By William Ball
If you’ve not heard the term ‘GDPR’ before, it stands for General Data Protection Regulation, and it’s a new European regulation on data protection, due to come into force on 25th May this year. It replaces the current Data Protection Act (DPA) and is aimed at enhancing data protection for all of us in a new and fast-moving digital and social media era.
Any organisation providing goods or services to, or monitoring the behaviour of, individuals in the European Economic Area (EEA) will be affected, as they will be processing an individual’s personal data. This means GDPR affects many global companies, such as Amazon and Google, even if their head office is not based in Europe.
GDPR is all about the customer
To get an appreciation of how GDPR will affect companies, think about it in the context of you, as a consumer.
Unless they have a legitimate reason to do so (such as the administration of your account), companies will no longer be able to send you an email, unless they have explained why they wish to contact you at the time they collect your data, and you expressly give your permission for them to do so at that time. They also won’t be able to ‘profile’ and target you based on marketing assumptions.
The current data protection rules don’t go this far, so many companies won’t have the right customer permissions in place to send promotional emails after the 25th May deadline. (Interestingly these rules don’t affect postal mail, so you can expect an increase in letters through your door!).

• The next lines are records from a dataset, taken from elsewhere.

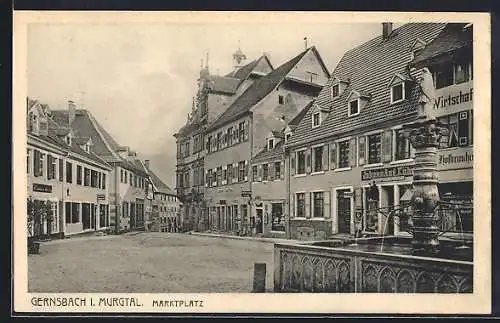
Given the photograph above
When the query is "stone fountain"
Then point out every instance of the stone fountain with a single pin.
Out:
(421, 263)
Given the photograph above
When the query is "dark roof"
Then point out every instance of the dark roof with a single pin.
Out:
(265, 154)
(454, 36)
(369, 68)
(159, 184)
(256, 92)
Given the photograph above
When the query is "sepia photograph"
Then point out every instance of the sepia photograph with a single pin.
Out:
(238, 155)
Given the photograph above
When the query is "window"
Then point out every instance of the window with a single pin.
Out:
(343, 154)
(241, 171)
(229, 135)
(79, 175)
(374, 149)
(403, 145)
(316, 119)
(397, 93)
(254, 173)
(301, 162)
(354, 107)
(277, 170)
(301, 205)
(69, 172)
(86, 176)
(318, 207)
(335, 91)
(460, 130)
(277, 217)
(318, 158)
(265, 172)
(270, 144)
(241, 131)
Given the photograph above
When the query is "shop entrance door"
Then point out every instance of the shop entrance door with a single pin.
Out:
(344, 211)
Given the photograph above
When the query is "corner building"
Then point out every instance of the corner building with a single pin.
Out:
(351, 138)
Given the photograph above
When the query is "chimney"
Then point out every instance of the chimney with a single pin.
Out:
(72, 111)
(386, 30)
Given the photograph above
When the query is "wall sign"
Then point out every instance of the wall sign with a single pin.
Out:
(387, 172)
(42, 188)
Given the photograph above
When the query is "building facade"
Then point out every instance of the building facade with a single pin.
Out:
(215, 94)
(241, 131)
(348, 155)
(63, 171)
(127, 180)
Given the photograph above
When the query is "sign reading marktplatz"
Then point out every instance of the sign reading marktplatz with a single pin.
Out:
(393, 171)
(42, 188)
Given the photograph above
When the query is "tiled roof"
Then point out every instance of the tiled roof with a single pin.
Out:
(451, 38)
(369, 68)
(265, 154)
(256, 92)
(160, 185)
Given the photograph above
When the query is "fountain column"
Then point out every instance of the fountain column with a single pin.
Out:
(424, 135)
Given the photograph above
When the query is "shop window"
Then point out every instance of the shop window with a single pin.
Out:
(318, 205)
(301, 205)
(374, 149)
(403, 146)
(301, 162)
(277, 217)
(318, 158)
(343, 154)
(265, 172)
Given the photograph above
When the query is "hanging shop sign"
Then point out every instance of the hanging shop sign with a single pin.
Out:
(387, 172)
(42, 188)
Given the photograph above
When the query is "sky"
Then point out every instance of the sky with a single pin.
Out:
(138, 79)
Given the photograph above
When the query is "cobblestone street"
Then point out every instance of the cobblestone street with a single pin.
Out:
(148, 263)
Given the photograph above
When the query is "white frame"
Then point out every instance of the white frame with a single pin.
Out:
(349, 114)
(403, 97)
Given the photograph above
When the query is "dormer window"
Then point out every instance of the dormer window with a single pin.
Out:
(353, 107)
(335, 91)
(398, 92)
(270, 144)
(316, 119)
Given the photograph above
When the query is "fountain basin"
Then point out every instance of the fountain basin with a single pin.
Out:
(383, 265)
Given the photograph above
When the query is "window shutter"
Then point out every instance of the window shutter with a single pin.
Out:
(326, 199)
(246, 130)
(352, 152)
(362, 151)
(333, 155)
(325, 157)
(308, 205)
(308, 160)
(246, 170)
(387, 146)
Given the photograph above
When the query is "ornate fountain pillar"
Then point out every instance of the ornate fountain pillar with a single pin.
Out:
(424, 135)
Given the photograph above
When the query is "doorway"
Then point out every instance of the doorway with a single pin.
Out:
(344, 210)
(259, 221)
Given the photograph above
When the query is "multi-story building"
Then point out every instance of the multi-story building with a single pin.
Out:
(240, 132)
(351, 139)
(215, 94)
(166, 207)
(127, 180)
(64, 172)
(269, 183)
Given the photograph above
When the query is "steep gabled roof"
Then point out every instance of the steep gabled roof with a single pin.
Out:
(454, 36)
(256, 92)
(369, 68)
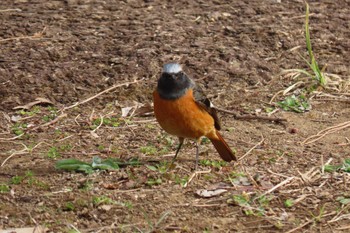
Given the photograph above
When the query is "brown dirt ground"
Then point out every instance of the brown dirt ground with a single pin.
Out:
(67, 51)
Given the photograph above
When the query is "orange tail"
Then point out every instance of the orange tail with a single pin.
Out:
(223, 149)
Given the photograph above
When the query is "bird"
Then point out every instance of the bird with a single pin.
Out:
(182, 109)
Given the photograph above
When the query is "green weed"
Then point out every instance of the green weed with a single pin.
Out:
(343, 200)
(345, 167)
(96, 164)
(148, 150)
(154, 181)
(68, 206)
(34, 110)
(181, 180)
(102, 200)
(295, 103)
(213, 163)
(4, 188)
(288, 203)
(316, 73)
(53, 153)
(19, 128)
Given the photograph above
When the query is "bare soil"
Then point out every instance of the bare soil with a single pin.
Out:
(68, 51)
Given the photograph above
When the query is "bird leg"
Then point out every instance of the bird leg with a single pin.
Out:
(181, 141)
(197, 154)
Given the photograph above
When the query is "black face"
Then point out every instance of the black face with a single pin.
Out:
(173, 85)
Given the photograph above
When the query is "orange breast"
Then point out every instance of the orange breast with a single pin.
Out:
(183, 117)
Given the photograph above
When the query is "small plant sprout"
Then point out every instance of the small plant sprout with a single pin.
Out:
(316, 73)
(148, 150)
(101, 200)
(4, 188)
(288, 203)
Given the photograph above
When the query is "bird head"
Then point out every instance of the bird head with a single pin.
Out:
(173, 83)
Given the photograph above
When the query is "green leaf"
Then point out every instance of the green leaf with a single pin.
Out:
(288, 203)
(108, 164)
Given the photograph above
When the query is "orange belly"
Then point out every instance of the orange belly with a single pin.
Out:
(183, 117)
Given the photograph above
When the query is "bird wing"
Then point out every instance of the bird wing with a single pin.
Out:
(203, 102)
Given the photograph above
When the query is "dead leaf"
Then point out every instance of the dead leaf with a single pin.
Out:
(210, 193)
(38, 100)
(125, 111)
(37, 229)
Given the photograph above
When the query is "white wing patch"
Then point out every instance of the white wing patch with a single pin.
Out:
(172, 68)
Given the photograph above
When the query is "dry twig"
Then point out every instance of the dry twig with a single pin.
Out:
(98, 94)
(251, 117)
(325, 132)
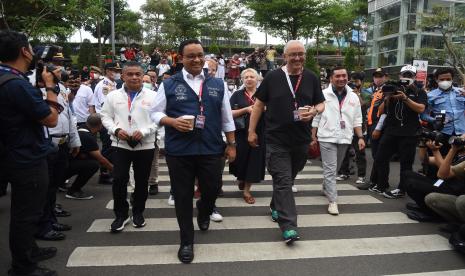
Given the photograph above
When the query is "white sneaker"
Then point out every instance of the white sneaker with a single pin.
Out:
(171, 200)
(332, 209)
(216, 216)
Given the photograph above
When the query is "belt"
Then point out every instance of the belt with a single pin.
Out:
(59, 139)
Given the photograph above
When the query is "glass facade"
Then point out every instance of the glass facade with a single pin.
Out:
(395, 37)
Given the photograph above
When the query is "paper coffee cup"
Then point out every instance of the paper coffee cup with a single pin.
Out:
(191, 119)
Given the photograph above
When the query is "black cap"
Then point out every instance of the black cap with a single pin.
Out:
(379, 72)
(112, 66)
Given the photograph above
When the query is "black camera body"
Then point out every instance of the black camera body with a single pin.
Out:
(44, 55)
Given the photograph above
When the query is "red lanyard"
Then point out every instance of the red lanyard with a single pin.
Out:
(200, 98)
(249, 99)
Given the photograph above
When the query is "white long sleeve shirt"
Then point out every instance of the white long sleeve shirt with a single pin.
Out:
(158, 110)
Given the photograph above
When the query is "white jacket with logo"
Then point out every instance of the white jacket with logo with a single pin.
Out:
(115, 114)
(329, 122)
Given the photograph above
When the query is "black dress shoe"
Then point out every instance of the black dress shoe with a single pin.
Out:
(61, 227)
(43, 253)
(52, 235)
(186, 253)
(153, 189)
(39, 271)
(202, 221)
(59, 212)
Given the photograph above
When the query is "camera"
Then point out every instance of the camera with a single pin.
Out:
(456, 141)
(391, 87)
(44, 56)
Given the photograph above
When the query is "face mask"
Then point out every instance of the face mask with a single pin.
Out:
(410, 81)
(445, 85)
(148, 85)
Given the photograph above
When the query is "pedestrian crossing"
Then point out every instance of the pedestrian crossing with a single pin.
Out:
(132, 248)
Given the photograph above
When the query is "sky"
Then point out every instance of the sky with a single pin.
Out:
(256, 36)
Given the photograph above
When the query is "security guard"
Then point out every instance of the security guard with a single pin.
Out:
(105, 86)
(65, 139)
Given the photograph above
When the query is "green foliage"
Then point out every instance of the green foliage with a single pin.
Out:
(310, 61)
(349, 59)
(87, 55)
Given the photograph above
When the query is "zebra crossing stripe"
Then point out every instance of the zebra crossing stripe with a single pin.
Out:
(265, 201)
(262, 251)
(262, 222)
(459, 272)
(266, 188)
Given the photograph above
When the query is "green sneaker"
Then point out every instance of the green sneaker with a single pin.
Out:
(274, 215)
(290, 236)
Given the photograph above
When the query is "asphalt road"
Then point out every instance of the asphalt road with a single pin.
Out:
(372, 236)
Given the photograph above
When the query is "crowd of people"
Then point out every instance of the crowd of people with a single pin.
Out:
(205, 111)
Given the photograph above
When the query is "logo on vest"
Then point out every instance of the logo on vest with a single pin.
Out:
(213, 91)
(180, 92)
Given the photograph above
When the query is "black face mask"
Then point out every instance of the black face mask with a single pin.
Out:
(33, 63)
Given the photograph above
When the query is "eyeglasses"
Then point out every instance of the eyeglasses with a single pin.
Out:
(293, 55)
(193, 56)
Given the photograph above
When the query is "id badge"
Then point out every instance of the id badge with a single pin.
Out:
(200, 122)
(296, 116)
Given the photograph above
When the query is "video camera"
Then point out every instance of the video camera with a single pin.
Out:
(44, 56)
(391, 87)
(433, 131)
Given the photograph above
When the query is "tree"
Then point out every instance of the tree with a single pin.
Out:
(128, 28)
(87, 55)
(287, 19)
(448, 25)
(155, 13)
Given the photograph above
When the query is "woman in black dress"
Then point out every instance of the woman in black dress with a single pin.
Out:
(249, 166)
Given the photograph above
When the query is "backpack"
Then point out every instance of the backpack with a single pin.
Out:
(4, 79)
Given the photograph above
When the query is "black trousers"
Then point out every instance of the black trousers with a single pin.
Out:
(57, 166)
(183, 170)
(141, 161)
(84, 169)
(360, 160)
(419, 186)
(405, 146)
(107, 149)
(28, 193)
(283, 164)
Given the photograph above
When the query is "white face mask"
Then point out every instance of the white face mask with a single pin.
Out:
(410, 81)
(148, 85)
(445, 85)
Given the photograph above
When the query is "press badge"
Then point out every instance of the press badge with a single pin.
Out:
(296, 116)
(200, 122)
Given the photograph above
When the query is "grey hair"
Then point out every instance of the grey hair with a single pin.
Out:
(290, 42)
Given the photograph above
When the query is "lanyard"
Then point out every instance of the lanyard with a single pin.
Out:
(200, 98)
(293, 89)
(248, 98)
(10, 70)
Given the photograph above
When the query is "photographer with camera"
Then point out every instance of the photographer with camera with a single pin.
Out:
(402, 105)
(26, 115)
(447, 100)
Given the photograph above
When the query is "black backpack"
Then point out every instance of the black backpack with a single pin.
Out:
(4, 79)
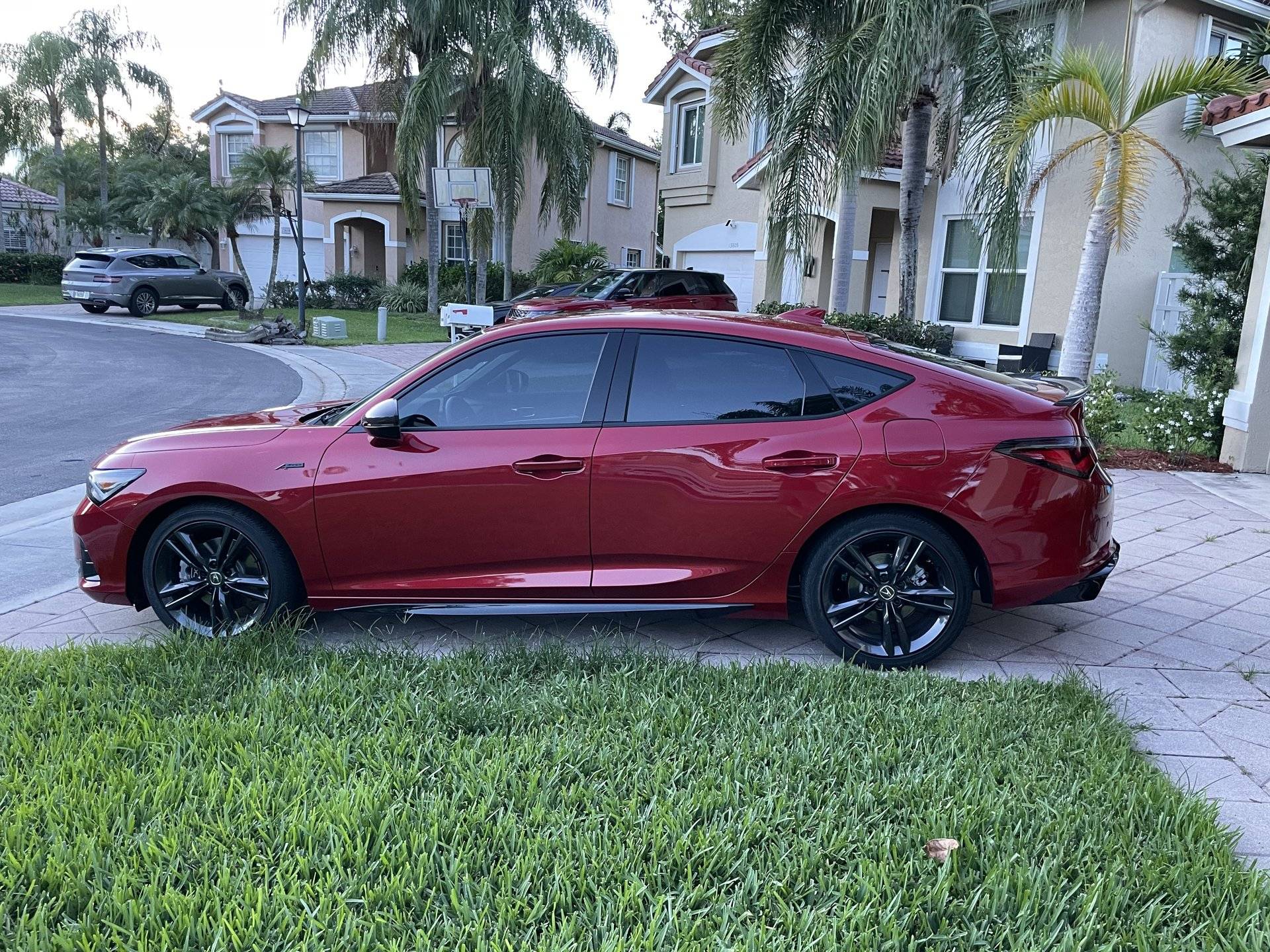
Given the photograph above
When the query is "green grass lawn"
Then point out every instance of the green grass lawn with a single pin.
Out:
(13, 295)
(259, 796)
(362, 325)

Companies will also need to justify the data they hold for their customers, and if they don’t need it, they must destroy it. As a customer, you have various rights, such as the right to be forgotten, the right to object to data processing and the right to see the data a company holds on you.
The risk to business
All of this has a significant effect on the advertising and marketing capabilities of businesses, not to mention the cost of tidying up their data and modernising their IT systems. If they don’t get it right, they could be fined up to 4% of annual global revenue, or €20 million – whichever is greater.
Of course, fines will impact some businesses more than others. Compare Microsoft and Equifax - in both cases a fine would amount to approximately 1% of their market capitalisation. Assuming operations in the past fiscal year, the maximum fine for Microsoft amounts to around 10% of their cash flow, but for Equifax it would amount to 43%.
So, for some companies, the financial incentive to get this right is slightly less significant than for others. But large companies are not immune to the effect of negative PR, and the impact that can have on their brand equity and, ultimately, their bottom line. Just ask Mark Zuckerberg of Facebook, who saw $95 billion wiped off the value of Facebook shares in a just over ten days, and could be counting the cost of that data breach for some time to come.
When it comes to significant regulatory change, investors should primarily be concerned with how GDPR may (or may not) change the fundamentals of the businesses they’re invested in. We think it should ultimately be a good thing for companies, assuming they abide by the rules. It will protect them from future data breaches and, particularly for technology firms, it increases the barriers to entry and costs for new competitors to enter the market.